The IC3 is a joint initiative between the FBI and the National White Collar Crime Center. Located in West Virginia, a short distance from the NCFTA facility in Pittsburgh, the IC3 serves as a clearing house for cyber crime incidents reported by both individuals and business. The IC3 receives, on average, 25,000 reports of cyber crime incidents each month. By analyzing these complaints for commonalities and trends the IC3 is able to develop cases that have a national impact. These cases are then referred to local, state, or federal law enforcement agencies for investigation.
As with the NCFTA, the IC3 also focuses on partnerships with business as the most efficient and effective way to combat cyber crime. In 2002 the IC3 began an initiative to help online retailers combat fraud from re-shipping scams. The initiative known as REtailers and Law Enforcement Against Fraud (RELEAF) brought together teams of analysts at the IC3 and e-commerce businesses to identify fraudulent online purchase which were being shipped by domestic re-shippers to destinations overseas. In one 30-day period, the RELEAF initiative resulted in 17 arrests, 14 controlled deliveries, the recovery of $340,000 in stolen merchandise, and the recovery of over $115,000 in counterfeit cashier's checks.
An important issue in combating cyber crime is education and awareness.
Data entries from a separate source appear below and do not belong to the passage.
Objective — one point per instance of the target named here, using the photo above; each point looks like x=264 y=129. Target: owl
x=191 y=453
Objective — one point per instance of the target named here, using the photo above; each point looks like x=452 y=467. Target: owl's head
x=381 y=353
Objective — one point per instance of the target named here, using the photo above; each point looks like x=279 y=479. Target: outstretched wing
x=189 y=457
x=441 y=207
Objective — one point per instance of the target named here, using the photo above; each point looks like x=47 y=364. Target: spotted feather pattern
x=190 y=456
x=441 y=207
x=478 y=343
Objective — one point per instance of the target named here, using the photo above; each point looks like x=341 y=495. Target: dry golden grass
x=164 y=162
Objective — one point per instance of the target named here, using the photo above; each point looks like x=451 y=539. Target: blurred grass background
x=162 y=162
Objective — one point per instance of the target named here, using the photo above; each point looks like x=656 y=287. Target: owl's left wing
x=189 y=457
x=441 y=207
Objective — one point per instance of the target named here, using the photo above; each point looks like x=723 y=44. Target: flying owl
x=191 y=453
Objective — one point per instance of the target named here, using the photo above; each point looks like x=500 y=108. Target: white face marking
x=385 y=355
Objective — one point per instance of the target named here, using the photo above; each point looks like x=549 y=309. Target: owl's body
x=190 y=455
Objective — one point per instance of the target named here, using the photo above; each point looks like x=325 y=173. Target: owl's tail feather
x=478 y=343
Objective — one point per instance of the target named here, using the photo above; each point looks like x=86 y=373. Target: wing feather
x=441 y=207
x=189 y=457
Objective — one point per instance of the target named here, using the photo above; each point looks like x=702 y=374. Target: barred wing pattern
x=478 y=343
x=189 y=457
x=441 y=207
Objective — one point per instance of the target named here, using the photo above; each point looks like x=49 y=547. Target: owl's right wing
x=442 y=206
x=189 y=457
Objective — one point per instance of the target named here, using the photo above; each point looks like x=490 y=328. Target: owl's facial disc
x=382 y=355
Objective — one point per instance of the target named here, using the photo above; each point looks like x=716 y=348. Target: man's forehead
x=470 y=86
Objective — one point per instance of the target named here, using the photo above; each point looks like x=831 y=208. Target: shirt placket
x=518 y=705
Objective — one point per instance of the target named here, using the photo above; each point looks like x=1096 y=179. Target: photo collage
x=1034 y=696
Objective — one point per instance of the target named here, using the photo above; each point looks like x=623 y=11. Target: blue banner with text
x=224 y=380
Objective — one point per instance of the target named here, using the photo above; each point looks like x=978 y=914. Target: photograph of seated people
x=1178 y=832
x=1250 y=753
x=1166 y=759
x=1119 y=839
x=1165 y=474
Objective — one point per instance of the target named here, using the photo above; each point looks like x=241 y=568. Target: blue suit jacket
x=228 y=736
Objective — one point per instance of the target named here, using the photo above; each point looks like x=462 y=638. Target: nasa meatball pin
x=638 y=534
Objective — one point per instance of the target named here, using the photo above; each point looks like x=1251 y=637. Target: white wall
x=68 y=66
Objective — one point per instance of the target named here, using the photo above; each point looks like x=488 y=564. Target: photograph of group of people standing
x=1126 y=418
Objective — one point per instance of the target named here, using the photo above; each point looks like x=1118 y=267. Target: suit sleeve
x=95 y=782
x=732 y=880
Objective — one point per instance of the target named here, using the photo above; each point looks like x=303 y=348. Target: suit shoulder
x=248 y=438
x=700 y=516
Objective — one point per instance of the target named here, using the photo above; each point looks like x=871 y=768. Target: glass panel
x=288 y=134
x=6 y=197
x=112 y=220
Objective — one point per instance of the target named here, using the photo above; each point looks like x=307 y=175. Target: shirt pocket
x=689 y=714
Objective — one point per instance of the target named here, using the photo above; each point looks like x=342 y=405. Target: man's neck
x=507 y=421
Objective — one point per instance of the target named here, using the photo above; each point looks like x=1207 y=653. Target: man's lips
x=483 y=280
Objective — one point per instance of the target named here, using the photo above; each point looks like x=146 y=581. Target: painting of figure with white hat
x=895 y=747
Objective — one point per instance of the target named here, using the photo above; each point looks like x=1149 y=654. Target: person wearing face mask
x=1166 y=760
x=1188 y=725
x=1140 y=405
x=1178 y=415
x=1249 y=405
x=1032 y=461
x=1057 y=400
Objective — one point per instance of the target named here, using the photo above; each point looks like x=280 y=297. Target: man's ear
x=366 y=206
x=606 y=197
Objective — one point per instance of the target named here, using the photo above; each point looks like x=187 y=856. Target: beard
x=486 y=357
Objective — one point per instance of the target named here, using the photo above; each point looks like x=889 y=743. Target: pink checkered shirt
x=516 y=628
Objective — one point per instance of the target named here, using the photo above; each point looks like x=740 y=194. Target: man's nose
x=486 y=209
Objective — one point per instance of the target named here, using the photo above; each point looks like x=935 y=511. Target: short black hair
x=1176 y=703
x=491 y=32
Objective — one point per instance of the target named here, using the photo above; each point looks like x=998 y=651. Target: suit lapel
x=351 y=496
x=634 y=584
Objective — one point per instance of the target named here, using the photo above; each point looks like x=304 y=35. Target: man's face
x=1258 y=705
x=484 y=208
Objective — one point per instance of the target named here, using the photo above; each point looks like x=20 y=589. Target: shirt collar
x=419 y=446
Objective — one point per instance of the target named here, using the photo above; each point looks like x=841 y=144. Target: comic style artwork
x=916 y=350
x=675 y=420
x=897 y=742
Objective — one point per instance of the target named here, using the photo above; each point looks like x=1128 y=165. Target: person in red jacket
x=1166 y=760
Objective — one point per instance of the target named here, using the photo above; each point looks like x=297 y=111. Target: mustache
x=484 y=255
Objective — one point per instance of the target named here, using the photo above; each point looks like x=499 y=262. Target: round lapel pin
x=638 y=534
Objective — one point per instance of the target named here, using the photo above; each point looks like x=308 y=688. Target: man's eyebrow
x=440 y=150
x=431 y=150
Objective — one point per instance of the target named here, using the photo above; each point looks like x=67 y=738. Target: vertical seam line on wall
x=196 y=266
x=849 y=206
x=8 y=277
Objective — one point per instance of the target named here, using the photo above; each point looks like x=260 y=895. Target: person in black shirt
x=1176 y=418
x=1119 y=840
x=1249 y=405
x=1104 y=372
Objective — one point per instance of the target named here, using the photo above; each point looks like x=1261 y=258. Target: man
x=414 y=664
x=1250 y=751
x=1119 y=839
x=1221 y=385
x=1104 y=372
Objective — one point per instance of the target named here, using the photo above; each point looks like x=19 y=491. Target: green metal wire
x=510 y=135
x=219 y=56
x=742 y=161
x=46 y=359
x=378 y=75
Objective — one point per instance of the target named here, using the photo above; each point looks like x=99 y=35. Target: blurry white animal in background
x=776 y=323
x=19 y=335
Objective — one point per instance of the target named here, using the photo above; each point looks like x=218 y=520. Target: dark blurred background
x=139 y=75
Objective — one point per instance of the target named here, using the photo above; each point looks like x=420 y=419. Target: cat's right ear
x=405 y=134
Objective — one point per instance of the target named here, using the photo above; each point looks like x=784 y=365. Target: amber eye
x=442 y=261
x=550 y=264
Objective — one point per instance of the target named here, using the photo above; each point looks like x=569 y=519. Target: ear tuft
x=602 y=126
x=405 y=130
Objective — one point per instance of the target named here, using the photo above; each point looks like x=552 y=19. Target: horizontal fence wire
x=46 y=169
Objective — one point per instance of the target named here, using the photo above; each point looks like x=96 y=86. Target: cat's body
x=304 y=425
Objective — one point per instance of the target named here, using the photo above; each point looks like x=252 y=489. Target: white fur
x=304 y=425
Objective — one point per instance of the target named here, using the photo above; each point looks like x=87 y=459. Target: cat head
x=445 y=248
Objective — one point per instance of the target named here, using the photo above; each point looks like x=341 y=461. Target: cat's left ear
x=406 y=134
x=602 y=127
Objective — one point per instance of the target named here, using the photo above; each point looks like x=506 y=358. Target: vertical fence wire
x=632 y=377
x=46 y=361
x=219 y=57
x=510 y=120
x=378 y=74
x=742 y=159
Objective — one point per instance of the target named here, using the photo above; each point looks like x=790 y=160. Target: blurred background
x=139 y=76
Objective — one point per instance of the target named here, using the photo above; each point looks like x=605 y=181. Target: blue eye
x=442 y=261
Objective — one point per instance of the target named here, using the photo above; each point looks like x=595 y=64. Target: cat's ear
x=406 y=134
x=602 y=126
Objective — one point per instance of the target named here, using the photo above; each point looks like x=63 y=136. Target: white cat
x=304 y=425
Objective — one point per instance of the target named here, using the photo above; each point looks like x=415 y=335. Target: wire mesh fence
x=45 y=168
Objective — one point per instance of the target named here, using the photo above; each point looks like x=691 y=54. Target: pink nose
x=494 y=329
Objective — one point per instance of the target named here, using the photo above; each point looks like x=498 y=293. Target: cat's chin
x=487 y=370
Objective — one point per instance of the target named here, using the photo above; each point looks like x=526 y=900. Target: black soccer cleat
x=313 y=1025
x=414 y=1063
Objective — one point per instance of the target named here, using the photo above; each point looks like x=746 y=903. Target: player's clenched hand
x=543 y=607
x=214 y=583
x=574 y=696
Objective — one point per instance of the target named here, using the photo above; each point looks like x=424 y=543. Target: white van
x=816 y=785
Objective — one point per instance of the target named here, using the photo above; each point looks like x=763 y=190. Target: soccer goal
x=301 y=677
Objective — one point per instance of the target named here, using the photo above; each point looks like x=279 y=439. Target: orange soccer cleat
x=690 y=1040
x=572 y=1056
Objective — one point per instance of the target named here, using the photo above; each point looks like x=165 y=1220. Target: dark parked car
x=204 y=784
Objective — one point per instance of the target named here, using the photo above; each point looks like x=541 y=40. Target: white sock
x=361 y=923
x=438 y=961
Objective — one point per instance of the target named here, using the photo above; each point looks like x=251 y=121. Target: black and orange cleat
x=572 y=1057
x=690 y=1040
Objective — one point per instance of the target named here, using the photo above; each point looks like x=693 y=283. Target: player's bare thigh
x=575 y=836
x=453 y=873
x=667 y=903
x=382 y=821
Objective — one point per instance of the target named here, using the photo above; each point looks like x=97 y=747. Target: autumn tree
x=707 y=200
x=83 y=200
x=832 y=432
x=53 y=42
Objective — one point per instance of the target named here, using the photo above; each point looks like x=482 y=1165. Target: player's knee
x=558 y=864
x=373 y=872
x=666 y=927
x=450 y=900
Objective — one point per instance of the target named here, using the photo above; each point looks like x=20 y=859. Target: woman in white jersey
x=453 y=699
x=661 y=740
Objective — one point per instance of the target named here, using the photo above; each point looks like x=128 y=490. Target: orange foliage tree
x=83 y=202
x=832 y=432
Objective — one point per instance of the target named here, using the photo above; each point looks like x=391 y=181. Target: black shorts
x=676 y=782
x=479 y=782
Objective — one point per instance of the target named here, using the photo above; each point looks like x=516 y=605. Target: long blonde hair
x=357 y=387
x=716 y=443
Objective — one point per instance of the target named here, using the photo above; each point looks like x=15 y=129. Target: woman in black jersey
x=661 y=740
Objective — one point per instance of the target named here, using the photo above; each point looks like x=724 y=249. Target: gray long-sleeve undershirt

This is even more important for small businesses that may not have the personnel or financial resources to secure their online systems to the same level as larger businesses and organizations. The NCFTA and InfraGard initiatives all have a significant awareness/education component to their collaborative efforts with business.
In 2005 the FBI and United States Postal Inspection Service teamed up with several industry groups such as monster.com, Target, the Merchants Risk Council, and the Spamhaus Project, to create the LooksTooGoodToBeTrue.com web site. This website contains information for the lay person regarding various types of cyber crimes and means of online protection. The LooksTooGoodToBeTrue.com web site received over 3.1 million hits during its first week of operation alone.
In closing, the FBI is committed to investigate threats at all levels on the Internet. Director Robert S. Mueller’s vision in creating the Cyber Division, in fact, demonstrates this commitment. The aggressive and creative strategy the FBI has employed by partnering with business and academia will create an environment focused on information sharing that will allow us to develop actionable intelligence in order to better address the ever growing small-businesses cyber-security issues.